J'AIMERAIS (le) POUVOIR

 

J’aimerais pouvoir croire que tu sois là

Pas très loin, tout près de moi

A te lover tel un cobra

Prête à te blottir dans mes bras


J’aimerais pouvoir sceller notre union

Et avoir de toi une totale soumission

Afin de découvrir toutes nos envies

Et combler nos manques jusqu’à maintenant inassouvis


J’aimerais pouvoir te guider

Sur ce chemin pour que tu puisses t’abandonner

Qu’il coule de tes yeux des larmes de joie

Quand tu te retrouveras nue à genoux devant moi


J’aimerais pouvoir contrôler ton désir insistant

Toi que j’attends depuis si longtemps

T’imposer un certain nombre de fantaisies

Et que tu finisses la séance par une bonne gâterie


J’aimerais pouvoir nous libérer de nos secrets

Te dominer mais toujours avec respect

Mais où te trouves-tu donc douce soumise ?

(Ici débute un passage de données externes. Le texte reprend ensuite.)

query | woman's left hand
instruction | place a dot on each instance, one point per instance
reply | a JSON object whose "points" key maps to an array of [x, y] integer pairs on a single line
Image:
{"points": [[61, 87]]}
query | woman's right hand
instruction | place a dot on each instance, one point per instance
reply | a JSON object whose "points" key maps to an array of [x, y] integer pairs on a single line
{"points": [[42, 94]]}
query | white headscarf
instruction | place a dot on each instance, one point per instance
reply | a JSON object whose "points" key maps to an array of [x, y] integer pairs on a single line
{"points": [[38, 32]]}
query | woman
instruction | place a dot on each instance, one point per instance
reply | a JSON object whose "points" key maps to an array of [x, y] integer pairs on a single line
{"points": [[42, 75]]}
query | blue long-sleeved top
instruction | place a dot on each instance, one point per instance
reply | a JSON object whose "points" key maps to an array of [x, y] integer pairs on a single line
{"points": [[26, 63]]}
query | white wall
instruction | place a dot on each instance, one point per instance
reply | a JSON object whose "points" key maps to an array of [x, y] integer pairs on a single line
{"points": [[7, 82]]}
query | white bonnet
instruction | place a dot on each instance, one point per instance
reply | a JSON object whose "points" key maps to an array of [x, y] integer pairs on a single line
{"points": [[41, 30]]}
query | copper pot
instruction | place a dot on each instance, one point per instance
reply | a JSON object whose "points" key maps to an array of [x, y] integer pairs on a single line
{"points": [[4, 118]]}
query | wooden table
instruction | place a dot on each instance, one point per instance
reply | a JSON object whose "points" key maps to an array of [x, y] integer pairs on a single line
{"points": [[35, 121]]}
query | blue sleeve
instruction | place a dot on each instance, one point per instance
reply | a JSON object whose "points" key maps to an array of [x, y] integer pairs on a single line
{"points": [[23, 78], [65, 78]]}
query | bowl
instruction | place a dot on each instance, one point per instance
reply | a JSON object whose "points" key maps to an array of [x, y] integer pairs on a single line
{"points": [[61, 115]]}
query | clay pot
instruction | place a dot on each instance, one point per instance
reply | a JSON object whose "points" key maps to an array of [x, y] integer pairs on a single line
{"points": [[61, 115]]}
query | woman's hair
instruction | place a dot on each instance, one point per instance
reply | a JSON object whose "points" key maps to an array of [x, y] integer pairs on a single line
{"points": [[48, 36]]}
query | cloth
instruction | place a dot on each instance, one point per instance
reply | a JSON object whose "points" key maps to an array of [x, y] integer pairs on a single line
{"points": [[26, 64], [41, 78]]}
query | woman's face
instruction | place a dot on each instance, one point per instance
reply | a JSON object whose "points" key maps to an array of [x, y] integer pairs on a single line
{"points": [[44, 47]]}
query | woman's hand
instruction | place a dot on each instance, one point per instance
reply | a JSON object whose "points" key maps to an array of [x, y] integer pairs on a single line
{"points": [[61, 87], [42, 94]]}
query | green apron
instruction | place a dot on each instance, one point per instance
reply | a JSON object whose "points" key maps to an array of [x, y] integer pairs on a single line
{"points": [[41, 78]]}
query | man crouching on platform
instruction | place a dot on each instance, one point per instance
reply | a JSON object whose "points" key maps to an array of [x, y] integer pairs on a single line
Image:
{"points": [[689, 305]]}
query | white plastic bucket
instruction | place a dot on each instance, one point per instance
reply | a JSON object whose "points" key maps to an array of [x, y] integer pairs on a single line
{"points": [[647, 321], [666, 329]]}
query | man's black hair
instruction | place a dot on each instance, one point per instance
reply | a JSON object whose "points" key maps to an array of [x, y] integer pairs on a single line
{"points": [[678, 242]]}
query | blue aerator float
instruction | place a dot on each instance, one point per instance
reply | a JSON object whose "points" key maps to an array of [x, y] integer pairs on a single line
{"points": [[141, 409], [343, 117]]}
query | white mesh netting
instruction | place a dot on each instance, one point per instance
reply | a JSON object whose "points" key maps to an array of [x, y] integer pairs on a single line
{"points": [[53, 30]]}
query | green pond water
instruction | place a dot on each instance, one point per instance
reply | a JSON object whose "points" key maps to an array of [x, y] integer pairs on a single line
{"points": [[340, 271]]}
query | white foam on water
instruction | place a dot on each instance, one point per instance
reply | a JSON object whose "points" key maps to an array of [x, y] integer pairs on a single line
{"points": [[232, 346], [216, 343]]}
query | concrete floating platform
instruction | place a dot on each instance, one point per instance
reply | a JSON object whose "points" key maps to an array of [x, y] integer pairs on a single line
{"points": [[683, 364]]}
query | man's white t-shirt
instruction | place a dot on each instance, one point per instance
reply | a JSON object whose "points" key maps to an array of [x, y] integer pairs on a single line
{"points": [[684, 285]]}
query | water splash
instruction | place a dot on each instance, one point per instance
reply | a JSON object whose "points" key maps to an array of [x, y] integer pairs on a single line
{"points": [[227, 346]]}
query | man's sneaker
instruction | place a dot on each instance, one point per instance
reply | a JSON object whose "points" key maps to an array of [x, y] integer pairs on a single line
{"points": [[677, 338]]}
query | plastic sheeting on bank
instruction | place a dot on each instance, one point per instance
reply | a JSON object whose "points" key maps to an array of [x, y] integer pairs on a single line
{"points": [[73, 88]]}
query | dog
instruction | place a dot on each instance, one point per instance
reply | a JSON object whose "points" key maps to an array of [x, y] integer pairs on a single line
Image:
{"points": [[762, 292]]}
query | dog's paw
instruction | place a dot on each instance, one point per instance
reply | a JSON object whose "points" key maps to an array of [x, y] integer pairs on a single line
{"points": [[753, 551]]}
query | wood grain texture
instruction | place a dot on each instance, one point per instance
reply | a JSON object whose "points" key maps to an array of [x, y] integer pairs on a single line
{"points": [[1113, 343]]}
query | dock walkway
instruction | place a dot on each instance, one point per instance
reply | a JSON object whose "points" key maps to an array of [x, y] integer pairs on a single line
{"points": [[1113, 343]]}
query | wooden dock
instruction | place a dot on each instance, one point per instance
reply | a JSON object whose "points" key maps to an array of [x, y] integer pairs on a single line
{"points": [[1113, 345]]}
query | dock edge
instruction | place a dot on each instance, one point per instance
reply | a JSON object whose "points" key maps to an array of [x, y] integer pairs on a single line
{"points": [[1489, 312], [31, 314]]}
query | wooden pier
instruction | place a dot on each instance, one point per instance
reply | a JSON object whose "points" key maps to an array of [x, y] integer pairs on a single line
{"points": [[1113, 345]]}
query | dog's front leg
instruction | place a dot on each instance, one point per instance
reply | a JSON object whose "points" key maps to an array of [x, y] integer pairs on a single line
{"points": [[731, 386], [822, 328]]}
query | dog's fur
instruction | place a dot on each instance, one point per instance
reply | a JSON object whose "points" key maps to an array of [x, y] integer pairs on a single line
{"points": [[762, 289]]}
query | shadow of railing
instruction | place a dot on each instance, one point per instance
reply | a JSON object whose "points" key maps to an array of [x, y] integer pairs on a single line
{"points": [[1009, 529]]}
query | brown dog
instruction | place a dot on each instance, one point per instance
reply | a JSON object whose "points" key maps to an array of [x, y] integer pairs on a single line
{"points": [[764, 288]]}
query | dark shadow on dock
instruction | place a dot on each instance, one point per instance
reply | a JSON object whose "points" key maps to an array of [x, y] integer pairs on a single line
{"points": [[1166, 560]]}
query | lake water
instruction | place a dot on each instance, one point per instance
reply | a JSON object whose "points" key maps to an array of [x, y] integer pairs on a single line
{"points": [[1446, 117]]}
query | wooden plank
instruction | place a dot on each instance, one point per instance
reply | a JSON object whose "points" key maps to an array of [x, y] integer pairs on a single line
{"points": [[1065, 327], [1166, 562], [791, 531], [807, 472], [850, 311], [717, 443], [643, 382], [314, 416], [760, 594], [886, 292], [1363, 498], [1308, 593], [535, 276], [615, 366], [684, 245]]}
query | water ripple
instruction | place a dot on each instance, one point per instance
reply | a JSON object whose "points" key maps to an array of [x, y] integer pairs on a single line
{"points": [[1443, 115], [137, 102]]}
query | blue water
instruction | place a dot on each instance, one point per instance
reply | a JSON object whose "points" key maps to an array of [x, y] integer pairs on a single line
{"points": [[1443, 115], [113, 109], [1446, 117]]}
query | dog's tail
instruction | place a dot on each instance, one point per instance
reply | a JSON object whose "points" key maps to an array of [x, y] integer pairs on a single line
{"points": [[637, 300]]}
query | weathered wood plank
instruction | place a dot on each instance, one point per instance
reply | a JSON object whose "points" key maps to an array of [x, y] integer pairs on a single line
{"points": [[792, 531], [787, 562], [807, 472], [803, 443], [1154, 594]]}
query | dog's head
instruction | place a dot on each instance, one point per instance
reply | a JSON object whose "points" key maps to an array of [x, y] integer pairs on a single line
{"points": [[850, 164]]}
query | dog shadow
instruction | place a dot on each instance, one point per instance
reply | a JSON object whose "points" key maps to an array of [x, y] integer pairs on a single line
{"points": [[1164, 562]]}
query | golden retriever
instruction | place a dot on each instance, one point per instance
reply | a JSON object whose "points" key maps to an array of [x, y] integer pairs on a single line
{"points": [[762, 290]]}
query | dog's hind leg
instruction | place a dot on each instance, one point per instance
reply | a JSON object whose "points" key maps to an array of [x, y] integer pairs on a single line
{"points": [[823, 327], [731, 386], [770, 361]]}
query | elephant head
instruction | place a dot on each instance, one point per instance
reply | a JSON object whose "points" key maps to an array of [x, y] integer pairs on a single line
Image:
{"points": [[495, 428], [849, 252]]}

Ma tendre et délicieuse promise ?





samedi 30 mai 2026

CREVE COEUR

 

Un malaise diffus qui s’apparente à de la mélancolie

Mélopée comparable au gémissement plaintif d’un égo noyé sous les pleurs

Un ultime appel qui plonge de nouveau dans la peur viscérale du malheur

Alors que le silence ricoche en écho dans cette cité dortoir encore assoupie


Un bout d’amitié, quelques mois d’amour qui partent après une mauvaise martingale

L’abandon de cette vie qu’on souhaitait sincère et à long terme conjugale

Le profond déchirement de l’absente qu’on souhaite pourtant regagner

Echec, encore échec de la combinaison voulue qui perd ton âme affligée


C’est cette absence absolue qu’on nomme néant qui fraye son passage dans l’ultime agonie

Les ondes cérébrales anéanties par ce vide s’amenuisent petit à petit

Il ne reste que de vulgaires tressaillements, des spasmes insignifiants

Dans la cervelle évidée d’un homme qu’on détrône en perdant


Surtout faire le bon choix, oser faire le dernier pas

Aller se jeter au Saut de la Pucelle sans "Elle"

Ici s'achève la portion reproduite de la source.